The High Court has established two categories of bias, actual bias and apprehended bias. Actual bias exists when a decision maker’s mind is so closed to persuasion that argument against the view is ineffectual. This is set out in the case of the Minister for Immigration and Multicultural Affairs and Jia. It should be noted that it is difficult to prove this level of bias as it is so plain that such a transgression is rare.

Apprehended bias is of course more common and much more open to dispute and much more relevant to the purposes of today’s discussion. The High Court’s decision in Ebner and Official Trustee in Bankruptcy sets out that apprehended bias arises when in all the circumstances a fair-minded lay observer might reasonably apprehend that the decision maker might not bring an impartial and unprejudiced mind to the resolution of the question the decision maker is required to decide.

This is an objective test; it is the impression of the reasonable person. That is all that is required. The question is not whether the decision maker’s mind is blank; it is whether it is open to persuasion. This point was also set out in Jia. The test is not real likelihood or real danger as is the case in the UK. In Australia, the bar is lower. The common law sets the test at the reasonable possibility; that is, it must be real and not remote. On this point I draw members’ attention to the High Court’s decision in Hot Holdings Pty Ltd and Creasy.

Having set out the tests that the judiciary has established and noted that the rule against bias applies to all decision makers, it must again be noted that the application of these principles outside of the judiciary must recognise and accommodate differences between court proceedings and other kinds of decision making.
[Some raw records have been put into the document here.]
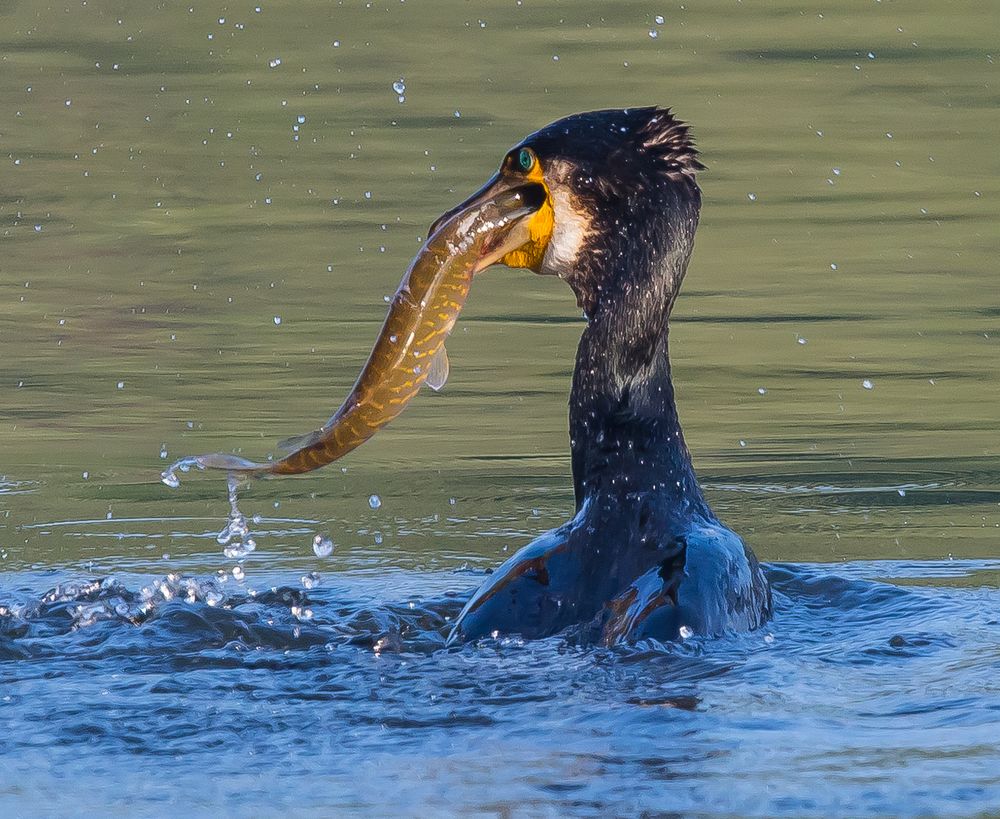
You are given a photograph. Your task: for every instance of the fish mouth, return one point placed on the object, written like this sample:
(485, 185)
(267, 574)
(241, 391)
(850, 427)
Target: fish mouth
(511, 205)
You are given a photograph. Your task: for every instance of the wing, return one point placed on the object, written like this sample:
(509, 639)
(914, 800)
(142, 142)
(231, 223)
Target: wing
(525, 595)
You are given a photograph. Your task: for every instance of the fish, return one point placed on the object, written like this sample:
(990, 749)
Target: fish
(410, 349)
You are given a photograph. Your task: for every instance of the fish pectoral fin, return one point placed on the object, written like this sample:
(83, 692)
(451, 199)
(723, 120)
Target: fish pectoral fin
(297, 442)
(437, 370)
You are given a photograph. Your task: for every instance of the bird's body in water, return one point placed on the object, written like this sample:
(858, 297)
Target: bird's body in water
(644, 555)
(607, 201)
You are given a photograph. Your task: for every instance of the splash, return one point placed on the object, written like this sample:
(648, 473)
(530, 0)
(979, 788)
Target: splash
(235, 535)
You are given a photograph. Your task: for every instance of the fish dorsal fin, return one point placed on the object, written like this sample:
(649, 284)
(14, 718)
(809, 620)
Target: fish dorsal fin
(437, 370)
(297, 442)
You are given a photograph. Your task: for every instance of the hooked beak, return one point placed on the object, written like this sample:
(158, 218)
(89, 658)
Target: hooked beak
(514, 202)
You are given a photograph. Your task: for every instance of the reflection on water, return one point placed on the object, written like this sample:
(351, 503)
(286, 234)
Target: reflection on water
(201, 209)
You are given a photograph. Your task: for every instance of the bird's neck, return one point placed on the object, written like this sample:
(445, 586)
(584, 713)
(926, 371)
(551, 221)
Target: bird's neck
(625, 434)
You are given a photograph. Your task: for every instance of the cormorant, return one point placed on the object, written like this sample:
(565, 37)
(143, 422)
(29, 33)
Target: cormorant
(644, 556)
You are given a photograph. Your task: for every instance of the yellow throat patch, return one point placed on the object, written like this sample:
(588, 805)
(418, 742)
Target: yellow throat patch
(531, 253)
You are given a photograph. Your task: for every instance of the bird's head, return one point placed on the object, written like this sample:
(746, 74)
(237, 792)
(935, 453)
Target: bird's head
(615, 192)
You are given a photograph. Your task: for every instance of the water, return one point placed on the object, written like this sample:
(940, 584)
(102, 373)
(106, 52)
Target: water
(195, 254)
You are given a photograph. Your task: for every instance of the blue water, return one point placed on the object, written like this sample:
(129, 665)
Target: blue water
(876, 688)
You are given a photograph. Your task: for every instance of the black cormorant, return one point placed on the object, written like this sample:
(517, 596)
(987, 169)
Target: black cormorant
(644, 555)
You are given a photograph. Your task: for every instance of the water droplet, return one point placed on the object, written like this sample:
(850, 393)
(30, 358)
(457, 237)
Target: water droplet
(322, 546)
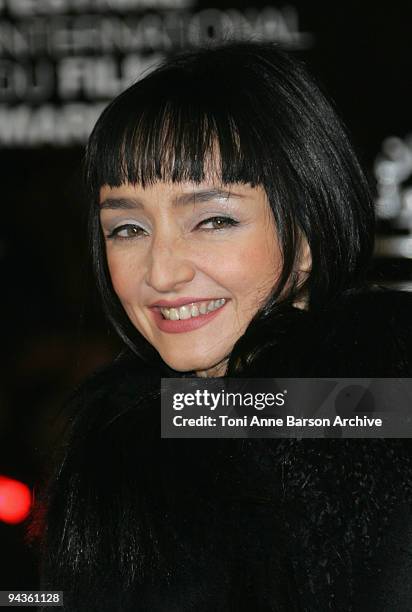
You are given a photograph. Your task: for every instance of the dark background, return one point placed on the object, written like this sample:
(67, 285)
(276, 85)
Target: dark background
(53, 333)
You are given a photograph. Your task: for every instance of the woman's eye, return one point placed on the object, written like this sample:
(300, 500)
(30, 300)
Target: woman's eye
(126, 231)
(217, 223)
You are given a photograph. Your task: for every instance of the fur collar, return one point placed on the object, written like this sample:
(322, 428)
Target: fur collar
(288, 525)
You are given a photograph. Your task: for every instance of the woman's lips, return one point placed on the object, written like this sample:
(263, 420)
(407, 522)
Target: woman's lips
(183, 325)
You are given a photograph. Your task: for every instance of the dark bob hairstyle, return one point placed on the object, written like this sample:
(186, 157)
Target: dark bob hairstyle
(247, 113)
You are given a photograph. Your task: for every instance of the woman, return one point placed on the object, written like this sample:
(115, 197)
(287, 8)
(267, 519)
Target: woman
(231, 230)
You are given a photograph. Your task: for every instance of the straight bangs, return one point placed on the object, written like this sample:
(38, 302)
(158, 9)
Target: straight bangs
(146, 137)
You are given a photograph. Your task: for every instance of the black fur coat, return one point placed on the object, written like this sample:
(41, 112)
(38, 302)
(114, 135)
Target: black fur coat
(139, 523)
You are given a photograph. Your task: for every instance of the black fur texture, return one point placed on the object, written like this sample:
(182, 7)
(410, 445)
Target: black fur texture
(139, 523)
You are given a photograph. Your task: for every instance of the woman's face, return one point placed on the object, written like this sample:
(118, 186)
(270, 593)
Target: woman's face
(191, 264)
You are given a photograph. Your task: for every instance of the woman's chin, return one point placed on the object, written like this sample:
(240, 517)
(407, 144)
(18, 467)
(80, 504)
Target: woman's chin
(200, 365)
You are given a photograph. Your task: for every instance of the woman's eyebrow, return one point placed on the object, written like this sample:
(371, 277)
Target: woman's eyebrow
(120, 203)
(202, 195)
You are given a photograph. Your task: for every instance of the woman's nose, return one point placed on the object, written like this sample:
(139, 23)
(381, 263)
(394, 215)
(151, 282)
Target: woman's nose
(168, 266)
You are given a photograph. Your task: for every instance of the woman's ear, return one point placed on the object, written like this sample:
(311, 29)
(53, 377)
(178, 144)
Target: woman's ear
(305, 258)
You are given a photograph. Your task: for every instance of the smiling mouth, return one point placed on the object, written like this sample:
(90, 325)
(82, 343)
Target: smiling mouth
(193, 310)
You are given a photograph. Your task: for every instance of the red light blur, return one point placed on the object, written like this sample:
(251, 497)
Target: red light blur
(15, 500)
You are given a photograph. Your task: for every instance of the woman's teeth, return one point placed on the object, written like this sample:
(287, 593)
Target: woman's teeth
(189, 311)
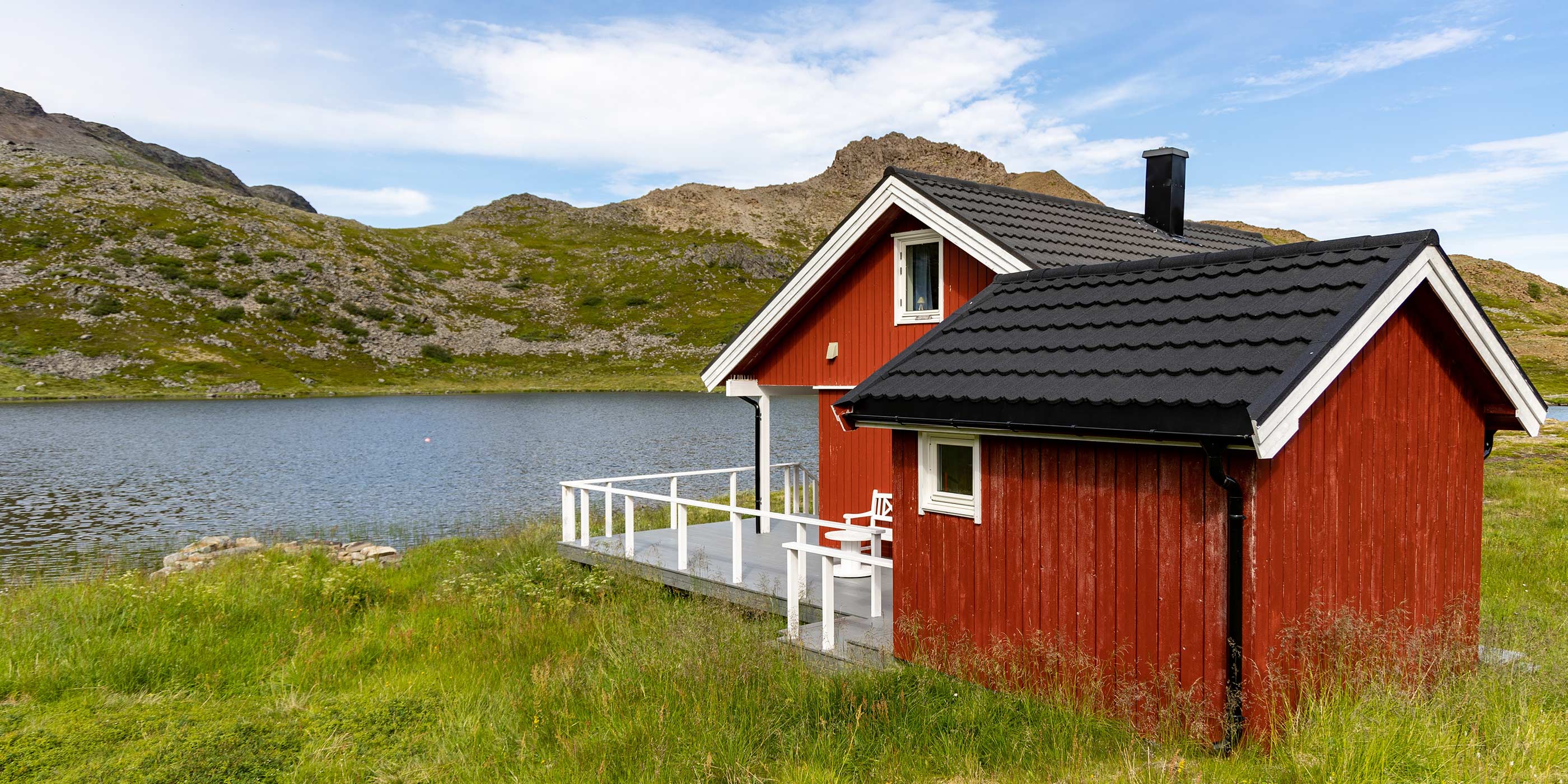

In this instance the concern is that the decision maker has a particular, or particularly strong, political view. An ordinary belief in the ideas and values generally espoused by a particular party cannot in this case be sufficient to give rise to bias. Had they worked for or given an active indication of wanting to further the cause of the party to the extent that their decision making could be reasonably seen as possibly coloured by that desire for the success of a particular party, that would be sufficient to disqualify a person from performing the role.

With that in mind, I would like to turn to what I believe to be the most effective means of evaluating the existence or otherwise of bias. Justice Deane in the case of Webb and Regina set out four distinct but sometimes overlapping categories of case where an appearance of bias exists. The first is interest—some direct or indirect interest in the proceeding, decision or outcome, whether pecuniary or otherwise. The second is conduct—is there any conduct, including published statements? The third is association—is there a direct or indirect relationship, experience or contact with a person or persons interested or otherwise involved in the outcome of proceedings? And the fourth is extraneous information—is there anything else that we know about the decision maker?